A few years after that, I was at the nearby train station waiting for the Silver Meteor to arrive. It roared into Union Station and came to a stop. The conductors lowered the metal boarding steps and I climbed onto the train car. The first thing I saw was a drinking fountain. I call it a fountain for lack of a better name, but it was one of those things where you hold a paper cup under a spout and you push a button to get water.

I rode the Silver Meteor to and from Florida many times. Half of my family lived in Florida (my dad’s half). I was born there. So we visited by train, because driving there was a two day trip. (This was before the Interstates were built.) The last time I drove to Florida from my home in Virginia took about 12 hours each way on the Interstate, and I drove at 85 mph. Everyone was driving at that speed. I was just keeping up with the traffic.

I can recall walking between the train cars. There was a metal plate that covered the coupling mechanism. Cold air blasted through the space between train cars. I could smell diesel fumes from the engine. It was wonderful. Maybe not for a grown-up, but for a kid, yeah, it was wonderful.
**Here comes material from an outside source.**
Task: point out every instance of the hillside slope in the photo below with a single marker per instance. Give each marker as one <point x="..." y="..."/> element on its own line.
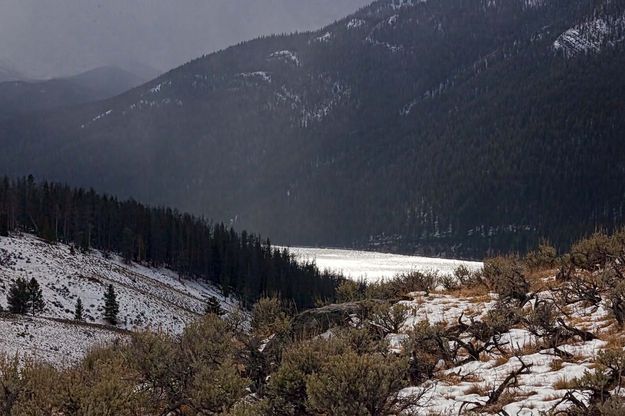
<point x="447" y="127"/>
<point x="149" y="298"/>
One time when we were making the trip back to Virginia, the train broke in half. A coupling between two cars had failed. I was in the train half with the engine. We stopped and began to go into reverse. We had to back up quite a way in order to reach the rear half of the train. It took a while but we linked up and continued our journey.

I remember well the steam locomotives. I recall standing in my front yard and watching a train pulled by a steam locomotive passing over a trestle above my street. It was night and all the wheels of the train were outlined in bright circles of fire. The train had its brakes on. It was a freight train, and it takes a while to stop a long freight train. You might ask, if the brakes produce so much fiery sparks, isn’t that dangerous? Couldn’t it start a fire? Yes, it could. When my mother was a child, she and her parents lived in a rented farmhouse. One day a train came past and started a grass fire that ended up burning down her home. Her family lost everything they owned. Did it cost the railroad company money? No way. There was a time when the railroad was king. My mother’s family found another place to live and started over. Such is life.

But diesel-electrics have their own charm. Not like in the days of yore, when trains had a dining car and a club car (a.k.a. lounge car) where you could purchase liquor. The last train I rode had a dome car. A dome car is a train car with a glass dome where passengers can sit above the train and see in all directions. It was nice.

People who have never ridden a passenger train have missed an experience that is impossible to fully describe and will never return. I know kids will say, “Poor geezer, he’ll never know the fun of using TikTok.” And they’re right.

1 comment:

Anonymous said...

I love trains and have enjoyed riding many times --

Your tale was excellent and what a great memory !!